見栄えを気にして木材にするよりも掃除のしやすいビニール生地にする。

そのうえで、好みの柄を選ぶ。

椅子やテーブルやトイレなどは、まず清潔であることをお客様は求められるのですから。

 

そうした、実用性とデザイン性を両立させてくれるのはやはりプロです。

店舗設計なら店舗専門の設計士さんに、調度品なら店舗専門の業者さんに相談することによって、そういった盲点を補っていただけます。

サラリーマン経験の有益さは、こういったマーケティング的手法の習得にとどまらないと考えています。

 

少し大げさに言ってしまえば、どんな仕事でも取り組むのは人間であり、仕事の仕方は人間力であると僕は思っているからです。

その人間力という面でも、僕はサラリーマン時代に鍛えて頂いたと感じています。

 

大きな組織の中で、みんなで組織目標達成に向けて、邁進していく。

その過程にはいろいろな障害があって、ライバルがいて、それを乗り越えるために、それぞれが役割を持って団結して挑む。

そんな過程の中で、逃げない、くじけない、あきらめないという姿勢を、僕は組織の中で学びました。

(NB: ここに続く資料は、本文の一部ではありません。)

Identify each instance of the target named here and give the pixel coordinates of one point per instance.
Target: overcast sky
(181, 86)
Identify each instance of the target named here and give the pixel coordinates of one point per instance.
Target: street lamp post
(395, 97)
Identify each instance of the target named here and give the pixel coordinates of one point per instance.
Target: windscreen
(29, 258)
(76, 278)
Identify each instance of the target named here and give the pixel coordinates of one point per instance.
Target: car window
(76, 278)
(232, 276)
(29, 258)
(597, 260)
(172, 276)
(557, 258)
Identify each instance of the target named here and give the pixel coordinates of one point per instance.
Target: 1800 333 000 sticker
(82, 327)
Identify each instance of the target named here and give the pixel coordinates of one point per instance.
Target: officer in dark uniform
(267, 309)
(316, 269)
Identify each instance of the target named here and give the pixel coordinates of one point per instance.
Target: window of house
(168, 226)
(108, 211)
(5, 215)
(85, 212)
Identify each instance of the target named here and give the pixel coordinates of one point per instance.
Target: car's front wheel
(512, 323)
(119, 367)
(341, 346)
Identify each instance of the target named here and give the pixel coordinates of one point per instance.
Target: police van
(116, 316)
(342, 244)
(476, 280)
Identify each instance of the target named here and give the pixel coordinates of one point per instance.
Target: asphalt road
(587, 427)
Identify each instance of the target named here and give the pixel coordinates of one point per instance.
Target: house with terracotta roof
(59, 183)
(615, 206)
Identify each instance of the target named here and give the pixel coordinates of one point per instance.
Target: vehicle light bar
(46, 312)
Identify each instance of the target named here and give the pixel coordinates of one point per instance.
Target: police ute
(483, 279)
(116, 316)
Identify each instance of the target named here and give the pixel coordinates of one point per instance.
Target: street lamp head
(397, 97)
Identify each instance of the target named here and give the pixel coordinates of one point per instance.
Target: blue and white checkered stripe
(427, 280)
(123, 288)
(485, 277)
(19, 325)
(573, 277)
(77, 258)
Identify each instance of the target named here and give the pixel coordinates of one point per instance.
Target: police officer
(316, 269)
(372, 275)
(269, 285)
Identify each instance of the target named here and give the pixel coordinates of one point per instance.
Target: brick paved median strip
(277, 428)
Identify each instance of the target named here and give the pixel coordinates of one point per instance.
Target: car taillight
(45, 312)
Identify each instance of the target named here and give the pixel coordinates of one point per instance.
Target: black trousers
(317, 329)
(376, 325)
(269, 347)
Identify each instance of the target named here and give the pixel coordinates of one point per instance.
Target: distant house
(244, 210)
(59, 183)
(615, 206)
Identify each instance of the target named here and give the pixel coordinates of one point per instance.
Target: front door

なぜなら、逃げて、くじけて、あきらめてしまうと仲間たちに迷惑がかかるからです。

一人なら安きに流れてしまいそうな場面でも、組織の中では仲間たちに迷惑がかかるので、簡単にギブアップできないはずです。

 

いわゆる責任感ですが、僕の場合はそういった過程を繰り返す中で、自然と人間力として身についていったように感じます。

僕は16年半、全く異業種のサラリーマン経験をして本当に良かったと思います。

 

いわゆるホワイトカラーのサラリーマンと飲食店経営・運営は全く共通点はないように見えます。

確かに、一つ一つの具体的な業務は全く異なります。

しかし、仕事に対する姿勢、取組み手法はどんな仕事でも共通だと感じます。

 

例えば、僕はサラリーマン時代にブレインストーミングという手法を学びました。

ある課題に対して、要因となる事項を思いつく限り書き出し、それを属性に分けて整理していきます。

さらにそれらの事項の原因にブレイクダウンし、具体的な解決策を見出すという手法です。

また、後述する定期的な自己レビューもサラリーマン時代のデザインレビューから学んだものです。

 

例え異業種であっても、実は転用できる手法はたくさんあるものです。

むしろ、異業種であればあるほど、これまで飲食業になかったような横展開できる手法があるのではないかとさえ感じています。

ですから、僕は今でも飲食店とは関係ないビジネス書を読むようにしていて、実際自分のお店で実践している手法もたくさんあります。

僕自身は38歳でお店を始めました。

別に意識したわけでなく、結果的にその年齢になったわけですが、今考えるとちょうどいい年齢だったと思います。

 

お店の特性によるでしょうが、ベッドタウンのBARである当店のお客様の年齢は30代が40%、40代が45%、50台が10%、20代と60代以上が5%といった構成です。

 

つまり、同年代もしくは少し下のお客様が半分以上になります。

最も自分に感覚が近いお客様が最大勢力というのは心強いことです。

さらに、全年齢層の中間的年齢ということは最もオールマイティーに接客しやすいとも言えます。

また、20代や60代といった両極端な年齢の方が店主の場合、店主の年齢に近いお客様で大半を占め、他の年齢のお客様が近寄りがたい傾向が出来上がるようにも思います。